Umes luta contra reajuste da meia-passagem Estudantes prometem acionar o MPE contra o reajuste nas passagens

A União Metropolitana dos Estudantes Secundaristas (Umes) planeja um protesto em agosto contra o reajuste da passagem de ônibus urbano aprovado pelo Conselho Municipal de Trânsito. Também pretende acionar o Ministério Público para tentar impedir o aumento, considerado aquém das possibilidades dos trabalhadores assalariados e da qualidade do serviço prestado.
Segundo uma das coordenadoras da Umes, Juliana Borges, a entidade acionou sua assessoria jurídica para definir que tipo de ação será proposta ao MP. Ao mesmo tempo, começou a contatar com representantes de outras entidades como os sindicatos dos rodoviários e diretórios estudantis para obter o apoio.
'A gente tá pensando em mover uma ação, não sozinho.

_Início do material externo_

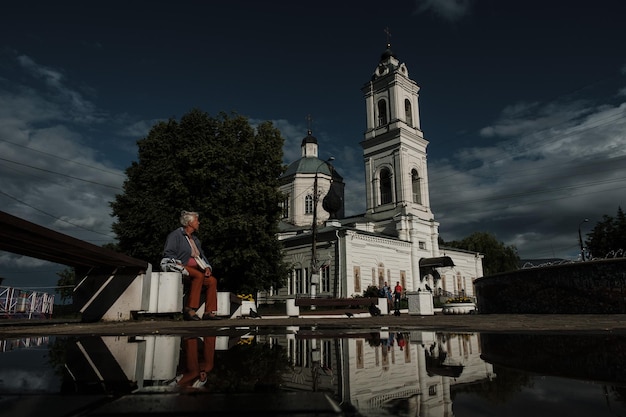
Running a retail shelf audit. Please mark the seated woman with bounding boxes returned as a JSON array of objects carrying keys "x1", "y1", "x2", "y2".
[{"x1": 163, "y1": 211, "x2": 219, "y2": 320}]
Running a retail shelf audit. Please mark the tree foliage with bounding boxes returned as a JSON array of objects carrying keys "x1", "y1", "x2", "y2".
[
  {"x1": 443, "y1": 232, "x2": 520, "y2": 276},
  {"x1": 111, "y1": 109, "x2": 287, "y2": 292},
  {"x1": 585, "y1": 207, "x2": 626, "y2": 258}
]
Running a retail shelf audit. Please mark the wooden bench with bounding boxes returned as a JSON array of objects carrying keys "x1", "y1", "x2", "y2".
[{"x1": 295, "y1": 297, "x2": 378, "y2": 307}]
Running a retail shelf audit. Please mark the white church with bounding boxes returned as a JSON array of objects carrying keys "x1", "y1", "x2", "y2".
[{"x1": 266, "y1": 44, "x2": 483, "y2": 302}]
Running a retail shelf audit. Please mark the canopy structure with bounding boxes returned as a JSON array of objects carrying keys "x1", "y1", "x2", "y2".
[
  {"x1": 0, "y1": 211, "x2": 148, "y2": 269},
  {"x1": 0, "y1": 211, "x2": 152, "y2": 322},
  {"x1": 420, "y1": 256, "x2": 454, "y2": 268}
]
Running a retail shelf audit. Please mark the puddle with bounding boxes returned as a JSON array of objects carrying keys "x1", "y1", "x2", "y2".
[{"x1": 0, "y1": 327, "x2": 626, "y2": 417}]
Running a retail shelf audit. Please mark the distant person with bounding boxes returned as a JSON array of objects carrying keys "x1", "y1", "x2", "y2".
[
  {"x1": 161, "y1": 211, "x2": 219, "y2": 320},
  {"x1": 383, "y1": 281, "x2": 393, "y2": 314},
  {"x1": 393, "y1": 281, "x2": 402, "y2": 312}
]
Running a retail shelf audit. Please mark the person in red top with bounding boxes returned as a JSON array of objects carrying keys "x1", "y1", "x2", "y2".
[
  {"x1": 393, "y1": 281, "x2": 402, "y2": 311},
  {"x1": 163, "y1": 211, "x2": 219, "y2": 320}
]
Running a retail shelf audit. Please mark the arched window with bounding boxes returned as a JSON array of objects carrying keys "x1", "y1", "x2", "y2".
[
  {"x1": 380, "y1": 168, "x2": 391, "y2": 204},
  {"x1": 411, "y1": 169, "x2": 422, "y2": 204},
  {"x1": 378, "y1": 100, "x2": 387, "y2": 126},
  {"x1": 304, "y1": 194, "x2": 313, "y2": 214},
  {"x1": 282, "y1": 194, "x2": 289, "y2": 219},
  {"x1": 404, "y1": 98, "x2": 413, "y2": 126}
]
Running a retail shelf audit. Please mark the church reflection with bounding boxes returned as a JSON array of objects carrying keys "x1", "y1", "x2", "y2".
[
  {"x1": 0, "y1": 327, "x2": 626, "y2": 417},
  {"x1": 285, "y1": 328, "x2": 495, "y2": 416}
]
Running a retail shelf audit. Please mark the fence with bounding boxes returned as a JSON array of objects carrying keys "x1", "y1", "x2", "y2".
[{"x1": 0, "y1": 287, "x2": 54, "y2": 319}]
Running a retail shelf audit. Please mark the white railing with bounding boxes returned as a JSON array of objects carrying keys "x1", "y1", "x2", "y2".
[{"x1": 0, "y1": 287, "x2": 54, "y2": 319}]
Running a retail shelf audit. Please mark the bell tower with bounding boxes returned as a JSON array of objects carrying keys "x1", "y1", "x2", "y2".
[{"x1": 361, "y1": 43, "x2": 433, "y2": 221}]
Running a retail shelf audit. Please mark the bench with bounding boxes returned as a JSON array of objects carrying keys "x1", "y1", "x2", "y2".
[{"x1": 295, "y1": 297, "x2": 378, "y2": 307}]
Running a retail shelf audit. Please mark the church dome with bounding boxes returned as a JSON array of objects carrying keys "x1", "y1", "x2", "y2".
[
  {"x1": 380, "y1": 44, "x2": 398, "y2": 63},
  {"x1": 302, "y1": 130, "x2": 317, "y2": 146},
  {"x1": 282, "y1": 155, "x2": 331, "y2": 177}
]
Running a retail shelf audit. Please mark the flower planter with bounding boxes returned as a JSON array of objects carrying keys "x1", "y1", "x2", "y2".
[{"x1": 441, "y1": 303, "x2": 476, "y2": 314}]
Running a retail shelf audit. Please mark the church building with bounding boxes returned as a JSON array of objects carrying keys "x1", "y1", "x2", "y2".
[{"x1": 267, "y1": 44, "x2": 483, "y2": 301}]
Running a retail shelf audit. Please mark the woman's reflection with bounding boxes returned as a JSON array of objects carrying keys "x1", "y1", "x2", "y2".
[{"x1": 177, "y1": 336, "x2": 215, "y2": 388}]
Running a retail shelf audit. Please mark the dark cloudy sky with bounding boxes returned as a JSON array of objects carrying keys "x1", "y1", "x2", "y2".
[{"x1": 0, "y1": 0, "x2": 626, "y2": 287}]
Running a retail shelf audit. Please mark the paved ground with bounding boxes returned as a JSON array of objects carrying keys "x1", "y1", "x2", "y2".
[{"x1": 0, "y1": 312, "x2": 626, "y2": 339}]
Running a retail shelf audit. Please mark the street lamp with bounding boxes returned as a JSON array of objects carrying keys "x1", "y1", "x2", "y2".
[
  {"x1": 311, "y1": 156, "x2": 335, "y2": 310},
  {"x1": 578, "y1": 219, "x2": 589, "y2": 261}
]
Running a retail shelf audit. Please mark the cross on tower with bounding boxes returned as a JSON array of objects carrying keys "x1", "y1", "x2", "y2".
[{"x1": 384, "y1": 28, "x2": 391, "y2": 47}]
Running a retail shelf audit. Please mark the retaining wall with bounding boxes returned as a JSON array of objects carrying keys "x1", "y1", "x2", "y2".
[{"x1": 474, "y1": 258, "x2": 626, "y2": 314}]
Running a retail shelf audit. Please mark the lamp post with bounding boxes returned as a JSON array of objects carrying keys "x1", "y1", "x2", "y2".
[
  {"x1": 578, "y1": 219, "x2": 589, "y2": 261},
  {"x1": 311, "y1": 156, "x2": 335, "y2": 310}
]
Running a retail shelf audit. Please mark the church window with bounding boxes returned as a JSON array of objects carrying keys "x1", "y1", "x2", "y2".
[
  {"x1": 378, "y1": 100, "x2": 387, "y2": 127},
  {"x1": 411, "y1": 169, "x2": 422, "y2": 204},
  {"x1": 304, "y1": 194, "x2": 313, "y2": 214},
  {"x1": 293, "y1": 268, "x2": 305, "y2": 294},
  {"x1": 404, "y1": 98, "x2": 413, "y2": 126},
  {"x1": 380, "y1": 168, "x2": 391, "y2": 204},
  {"x1": 282, "y1": 195, "x2": 289, "y2": 219},
  {"x1": 320, "y1": 265, "x2": 330, "y2": 292}
]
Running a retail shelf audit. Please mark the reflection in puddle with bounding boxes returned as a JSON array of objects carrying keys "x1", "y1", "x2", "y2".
[{"x1": 0, "y1": 327, "x2": 626, "y2": 417}]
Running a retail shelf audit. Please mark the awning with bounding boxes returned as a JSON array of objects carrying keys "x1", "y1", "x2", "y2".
[
  {"x1": 420, "y1": 256, "x2": 454, "y2": 268},
  {"x1": 0, "y1": 211, "x2": 148, "y2": 269}
]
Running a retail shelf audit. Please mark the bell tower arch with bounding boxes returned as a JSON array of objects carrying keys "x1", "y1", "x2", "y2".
[{"x1": 361, "y1": 43, "x2": 433, "y2": 221}]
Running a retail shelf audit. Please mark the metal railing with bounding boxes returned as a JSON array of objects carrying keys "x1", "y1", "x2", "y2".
[{"x1": 0, "y1": 287, "x2": 54, "y2": 319}]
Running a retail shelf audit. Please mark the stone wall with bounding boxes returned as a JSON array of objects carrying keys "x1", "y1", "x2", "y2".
[{"x1": 474, "y1": 258, "x2": 626, "y2": 314}]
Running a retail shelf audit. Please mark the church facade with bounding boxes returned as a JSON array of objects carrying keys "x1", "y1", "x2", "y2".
[{"x1": 261, "y1": 45, "x2": 483, "y2": 302}]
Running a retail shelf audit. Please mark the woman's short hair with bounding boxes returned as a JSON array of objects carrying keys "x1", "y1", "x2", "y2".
[{"x1": 180, "y1": 210, "x2": 200, "y2": 226}]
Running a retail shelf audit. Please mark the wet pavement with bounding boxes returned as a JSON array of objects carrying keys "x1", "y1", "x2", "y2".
[{"x1": 0, "y1": 311, "x2": 626, "y2": 338}]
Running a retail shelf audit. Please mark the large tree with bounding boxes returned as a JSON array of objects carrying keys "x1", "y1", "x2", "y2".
[
  {"x1": 585, "y1": 207, "x2": 626, "y2": 258},
  {"x1": 443, "y1": 232, "x2": 520, "y2": 276},
  {"x1": 111, "y1": 109, "x2": 287, "y2": 292}
]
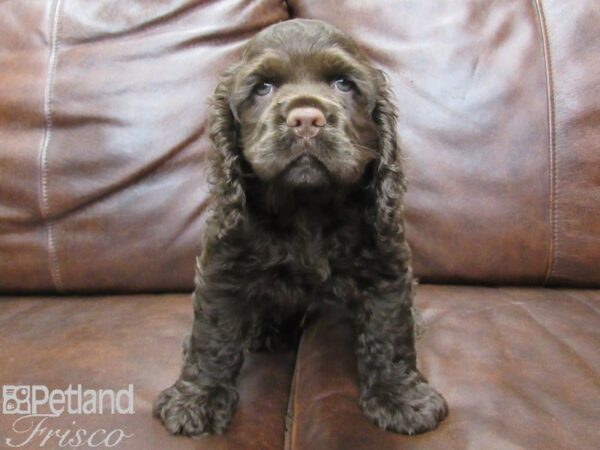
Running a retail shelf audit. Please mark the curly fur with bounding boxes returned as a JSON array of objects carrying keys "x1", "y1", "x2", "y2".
[{"x1": 154, "y1": 20, "x2": 448, "y2": 435}]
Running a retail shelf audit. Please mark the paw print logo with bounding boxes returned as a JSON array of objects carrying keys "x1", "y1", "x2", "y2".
[{"x1": 2, "y1": 386, "x2": 31, "y2": 414}]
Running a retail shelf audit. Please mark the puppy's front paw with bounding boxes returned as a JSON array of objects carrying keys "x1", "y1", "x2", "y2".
[
  {"x1": 360, "y1": 381, "x2": 448, "y2": 434},
  {"x1": 153, "y1": 380, "x2": 238, "y2": 436}
]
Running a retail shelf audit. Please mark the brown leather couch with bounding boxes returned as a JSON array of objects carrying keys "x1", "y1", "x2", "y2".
[{"x1": 0, "y1": 0, "x2": 600, "y2": 450}]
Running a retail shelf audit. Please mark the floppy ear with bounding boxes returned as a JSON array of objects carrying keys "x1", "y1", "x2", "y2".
[
  {"x1": 208, "y1": 70, "x2": 246, "y2": 238},
  {"x1": 372, "y1": 71, "x2": 408, "y2": 251}
]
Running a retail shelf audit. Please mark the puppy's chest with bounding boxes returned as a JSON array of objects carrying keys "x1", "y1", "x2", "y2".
[{"x1": 245, "y1": 223, "x2": 361, "y2": 294}]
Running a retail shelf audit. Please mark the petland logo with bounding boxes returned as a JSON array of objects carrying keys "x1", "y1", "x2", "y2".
[{"x1": 0, "y1": 384, "x2": 135, "y2": 448}]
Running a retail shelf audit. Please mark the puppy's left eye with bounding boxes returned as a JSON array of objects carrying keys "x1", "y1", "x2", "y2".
[
  {"x1": 254, "y1": 81, "x2": 273, "y2": 97},
  {"x1": 333, "y1": 77, "x2": 354, "y2": 92}
]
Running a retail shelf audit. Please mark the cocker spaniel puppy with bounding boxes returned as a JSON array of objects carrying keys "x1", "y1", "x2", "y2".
[{"x1": 154, "y1": 20, "x2": 448, "y2": 435}]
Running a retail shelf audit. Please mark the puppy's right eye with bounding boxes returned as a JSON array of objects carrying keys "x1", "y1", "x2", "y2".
[{"x1": 254, "y1": 81, "x2": 273, "y2": 97}]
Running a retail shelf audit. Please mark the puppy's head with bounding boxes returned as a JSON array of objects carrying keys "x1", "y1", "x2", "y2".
[{"x1": 210, "y1": 20, "x2": 403, "y2": 234}]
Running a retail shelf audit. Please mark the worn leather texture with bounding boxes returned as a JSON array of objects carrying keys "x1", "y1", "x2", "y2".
[
  {"x1": 0, "y1": 285, "x2": 600, "y2": 450},
  {"x1": 286, "y1": 286, "x2": 600, "y2": 450},
  {"x1": 0, "y1": 294, "x2": 294, "y2": 450},
  {"x1": 289, "y1": 0, "x2": 600, "y2": 285},
  {"x1": 0, "y1": 0, "x2": 600, "y2": 292},
  {"x1": 0, "y1": 0, "x2": 288, "y2": 292}
]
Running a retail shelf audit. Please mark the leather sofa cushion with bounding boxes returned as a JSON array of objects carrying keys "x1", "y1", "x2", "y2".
[
  {"x1": 0, "y1": 0, "x2": 600, "y2": 292},
  {"x1": 287, "y1": 286, "x2": 600, "y2": 450},
  {"x1": 0, "y1": 295, "x2": 294, "y2": 450},
  {"x1": 289, "y1": 0, "x2": 600, "y2": 285},
  {"x1": 0, "y1": 0, "x2": 288, "y2": 292}
]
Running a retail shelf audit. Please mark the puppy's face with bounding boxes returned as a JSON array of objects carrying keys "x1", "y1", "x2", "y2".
[{"x1": 230, "y1": 21, "x2": 380, "y2": 189}]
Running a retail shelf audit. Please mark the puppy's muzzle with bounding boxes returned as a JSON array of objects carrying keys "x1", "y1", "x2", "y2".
[{"x1": 285, "y1": 106, "x2": 327, "y2": 139}]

Temos o apoio do Vamos à Luta, um coletivo nacional dos estudantes que se mobiliza contra questões como o aumento de passagens', contou.
Júlia explica que o principal argumento da mobilização é o impacto do reajuste no sustento das famílias que, em sua maioria, vivem com um salário mínimo. Há também reclamação quanto à falta de melhoria no serviço prestado e até a possibilidade do aumento contribuir para o abandono escolar.
A estudante ressalta, ainda, que o reajuste tem tratamento diferenciado de outras decisões que poderiam beneficiar as pessoas de baixa renda que dependem do transporte público. Ela cita o caso da lei municipal que obriga as empresas a liberarem as catracas uma vez por mês, mas que não é cumprida. 'As leis que favorecem a população, a prefeitura não cumpre, mas quando tem que aumentar a passagem, é da noite pro dia', critica.
O advogado e ex-vereador do Zé Carlos Lima (PV) questiona a validade do Conselho Municipal de Transportes (CMT). Ele sustenta que a representação popular sempre está em desvantagem, motivo pelo qual o órgão nunca desaprova pedidos de reajustes.
Em seu blog, Zé Carlos observa que a decisão do conselho contraria o desejo da população, embora o órgão tenha sido criado para representar a sociedade. 'Por que o conselho que deveria representar a população sempre aprova aumentos de passagem contrariando o desejo do povo?', questiona.
A resposta, ele mesmo dá, ao analisar a composição do órgão. Dos 18 membros, metade representa órgãos da prefeitura, três representam setores do transporte como o dos empresários, rodoviários e taxistas, enquanto quatro representantes de entidades civis são consideradas por Zé Carlos 'cartoriais', se alinhando ao 'setor hegemônico de transporte público'.
A Secretaria de Transportes de Ananindeua informa que aguarda a planilha de tarifas para ser analisada e a partir de então tomar qualquer providência.